In the recently concluded week, the trading prices of gold concluded close to $2,290 per ounce, marking a continuity in its descending trajectory. This has been charted as its least impressive weekly performance going back to the latter days of June. The diminishing appeal of this precious metal can be attributed to several macro-economic factors, chief among them being the strengthening of the American dollar. This uptick in the dollar’s value comes on the back of stricter trade policies enacted by the United States.
The escalation in US trade policy rigor could be traced back to moves by President Donald Trump, who endorsed the implementation of a base tariff of 10% applied globally. This was supplemented by retaliatory tariffs that could soar up to 41% on nations devoid of a trade pact with the US. Furthermore, a substantial 40% tariff was levied on goods believed to be circumventing sanctions through intermediary countries. These policy measures reflect a significant shift in the US’s approach to international trade under President Trump’s administration, emphasizing a more protectionist stance aimed at bolstering domestic industries and reducing trade deficits.
The prospect of gold as a refuge asset was further marred by recent economic data from the US. Reports for June showed that both the core consumer price index (CPI) and producer price index (PPI) exceeded initial forecasts. This unexpected elevation in inflation rates fosters speculation about the Federal Reserve’s readiness to cut interest rates by September, casting shadows on the future monetary policy direction. Typically, lower interest rates increase the attractiveness of non-yielding assets like gold. However, the current scenario of rising inflation and potential for rate hikes dampens this appeal.
Looking forward, the market’s focus is poised to shift toward the US jobs report for July. This forthcoming report holds the potential to provide clearer insights into the Federal Reserve’s forthcoming decisions and consequently, will likely influence short-term expectations for precious metals including gold.
Delving into technical analysis, the XAU/USD pair is currently showing signs of consolidation, trading around the $2,298 mark. However, a potential break downwards could lead prices to touch the $2,255 level, indicating the possibility of further declines to $2,247. This movement is perceived as part of a broader negative trend, with a more significant target set at $2,055. Analysis based on the Moving Average Convergence Divergence (MACD) indicator supports this bearish outlook, with the signal line positioned below zero and significantly trending downwards.

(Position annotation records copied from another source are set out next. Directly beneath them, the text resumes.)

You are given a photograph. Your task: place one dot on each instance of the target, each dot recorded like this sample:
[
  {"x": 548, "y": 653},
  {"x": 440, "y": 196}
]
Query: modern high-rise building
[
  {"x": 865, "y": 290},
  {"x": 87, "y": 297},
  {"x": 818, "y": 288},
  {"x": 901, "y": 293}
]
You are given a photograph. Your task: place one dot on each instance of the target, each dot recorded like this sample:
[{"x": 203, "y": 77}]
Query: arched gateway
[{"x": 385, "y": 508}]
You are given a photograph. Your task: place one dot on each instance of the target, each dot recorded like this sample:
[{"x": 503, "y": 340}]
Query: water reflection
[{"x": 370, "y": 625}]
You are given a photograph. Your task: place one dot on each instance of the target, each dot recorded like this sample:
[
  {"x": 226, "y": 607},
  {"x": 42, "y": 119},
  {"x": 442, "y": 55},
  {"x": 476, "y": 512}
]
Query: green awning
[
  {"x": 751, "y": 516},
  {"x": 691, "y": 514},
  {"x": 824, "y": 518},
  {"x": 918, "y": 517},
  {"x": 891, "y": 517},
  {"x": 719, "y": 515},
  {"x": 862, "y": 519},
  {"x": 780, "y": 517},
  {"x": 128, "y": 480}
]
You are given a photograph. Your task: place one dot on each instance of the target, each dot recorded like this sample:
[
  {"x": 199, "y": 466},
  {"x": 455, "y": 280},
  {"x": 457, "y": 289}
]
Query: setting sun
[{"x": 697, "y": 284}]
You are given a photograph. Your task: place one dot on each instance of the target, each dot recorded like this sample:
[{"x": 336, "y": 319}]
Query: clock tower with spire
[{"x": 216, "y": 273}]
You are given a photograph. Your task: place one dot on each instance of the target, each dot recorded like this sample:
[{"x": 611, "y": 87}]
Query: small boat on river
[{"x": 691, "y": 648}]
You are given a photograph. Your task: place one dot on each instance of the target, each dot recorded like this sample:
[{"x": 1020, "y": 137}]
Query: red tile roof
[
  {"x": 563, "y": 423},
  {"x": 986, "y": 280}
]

An alternative perspective from the hourly charts for the XAU/USD pair corroborates the consolidation trend near $2,298, with a potential slide to $2,263 potentially on the horizon. This could be succeeded by a rebound towards the $2,298 mark before another pullback to the $2,255 and eventually $2,247 levels. The Stochastic oscillator further underscores this prediction, highlighting a downtrend momentum.
In conclusion, the golden allure seems dimmed amidst uncertainties stirred by trade policies and projections of a hawkish Federal Reserve stance. A breach beneath pivotal support levels may hasten the declines, whereas any dovish data emerging from the US could offer a temporary respite to the beleaguered metal.
It’s paramount to note that the insights provided herein, particularly the technical analysis and market prognoses, are rooted in the personal opinions of the analysts from RoboForex Analytical Department. Such analyses should not be considered as definitive trading advice, as they are but perspectives based on current market conditions. As always, traders are advised to conduct their due diligence and bear full responsibility for their trading decisions.
This whole scenario underlines the intricate interplay between geopolitical events, national economic policies, and the global financial markets. The intricate dance between these variables often defines the shifts in asset valuations, presenting both risks and opportunities to global investors.